Ethel Seath
Ethel Seath (February 5, 1879 – April 10, 1963) was a Canadian artist.[1]
The daughter of Norman Alexander Seath and Lizetta Annie Foulds, she was born in Montreal. Her parents separated when she was a teenager and she helped her mother raise her four siblings. Seath studied at the Conseil des arts et manufactures and, at the age of 16, found work as an illustrator at the Montreal Witness. In 1901, she began work at the Montreal Star and later moved to the Family Herald.[2] In the meantime, she studied at the Art Association of Montreal with William Brymner, Maurice Cullen and Edmond Dyonnet.[3] From 1917 to 1962, she was an art teacher at The Study, a private girls' school in Montreal. Her teaching methods were creative unlike the conformism of Victorian times. [4] Seath was a founding member of the Beaver Hall Group and was also a member of the Canadian Group of Painters. Her work was exhibited at the British Empire Exhibition at Wembley, England in 1924 and 1925, at the 1939 New York World's Fair and at the exhibition A Century of Canadian Art at the Tate in London, England.[5][6]
Seath died in Montreal at the age of 84.[1]
Her work is included in the collections of the National Gallery of Canada, the Montreal Museum of Fine Arts[6] and the Art Gallery of Ontario.[5]
References
- 1 2 "Ethel Seath". National Gallery of Canada.
- ↑ Walters, Evelyn (2005-11-12).
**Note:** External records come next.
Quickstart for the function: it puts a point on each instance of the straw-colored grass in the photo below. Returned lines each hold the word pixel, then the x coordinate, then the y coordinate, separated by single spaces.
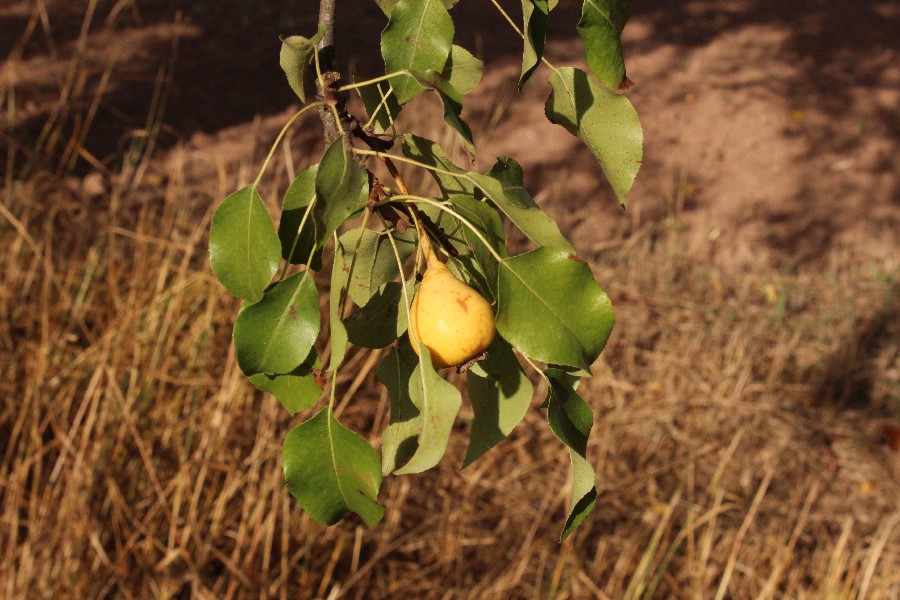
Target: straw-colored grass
pixel 738 442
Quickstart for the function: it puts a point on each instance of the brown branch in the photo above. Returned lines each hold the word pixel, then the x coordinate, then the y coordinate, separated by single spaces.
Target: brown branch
pixel 330 126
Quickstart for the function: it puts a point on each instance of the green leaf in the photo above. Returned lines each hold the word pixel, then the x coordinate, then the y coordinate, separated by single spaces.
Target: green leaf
pixel 600 27
pixel 428 152
pixel 383 318
pixel 510 196
pixel 550 308
pixel 500 394
pixel 297 245
pixel 536 16
pixel 452 101
pixel 387 6
pixel 276 334
pixel 243 247
pixel 332 471
pixel 296 390
pixel 375 260
pixel 400 439
pixel 571 419
pixel 607 123
pixel 337 293
pixel 296 54
pixel 438 402
pixel 488 223
pixel 342 189
pixel 417 38
pixel 463 71
pixel 380 101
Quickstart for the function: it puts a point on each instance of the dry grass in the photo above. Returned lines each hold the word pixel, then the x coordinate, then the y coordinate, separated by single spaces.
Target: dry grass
pixel 738 438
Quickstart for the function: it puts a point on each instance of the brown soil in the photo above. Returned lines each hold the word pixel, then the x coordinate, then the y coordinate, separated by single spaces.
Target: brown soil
pixel 746 409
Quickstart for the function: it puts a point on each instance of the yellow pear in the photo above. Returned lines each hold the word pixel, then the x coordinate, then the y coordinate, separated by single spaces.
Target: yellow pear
pixel 448 317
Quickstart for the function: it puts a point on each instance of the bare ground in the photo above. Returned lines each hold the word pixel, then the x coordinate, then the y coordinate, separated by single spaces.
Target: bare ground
pixel 747 408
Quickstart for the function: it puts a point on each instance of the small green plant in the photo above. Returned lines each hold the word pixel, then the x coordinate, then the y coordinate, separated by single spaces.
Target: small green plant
pixel 547 306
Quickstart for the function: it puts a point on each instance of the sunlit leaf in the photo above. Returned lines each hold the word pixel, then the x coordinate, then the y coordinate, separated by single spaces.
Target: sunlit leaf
pixel 535 14
pixel 342 189
pixel 600 27
pixel 296 244
pixel 571 419
pixel 276 334
pixel 463 71
pixel 332 470
pixel 296 54
pixel 296 390
pixel 418 38
pixel 551 309
pixel 244 250
pixel 510 196
pixel 500 394
pixel 400 439
pixel 607 123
The Women of Beaver Hall: Canadian Modernist Painters. Dundurn. p. 115. ISBN 9781770702097.
- ↑ Walters, Evelyn (2005). The Women of Beaver Hall: Canadian Modernist Painters. Dundurn. pp. 111–117. ISBN 1550025880.
- ↑ Little, Roger (1987). Retrospective exhibition : Ethel Seath (1879-1963).
- 1 2 Heller, Jules; Heller, Nancy G (2013). North American Women Artists of the Twentieth Century: A Biographical Dictionary. Routledge. p. 501. ISBN 1135638896.
- 1 2 "Seath, Ethel". Canadian Women Artists History Initiative. Concordia University.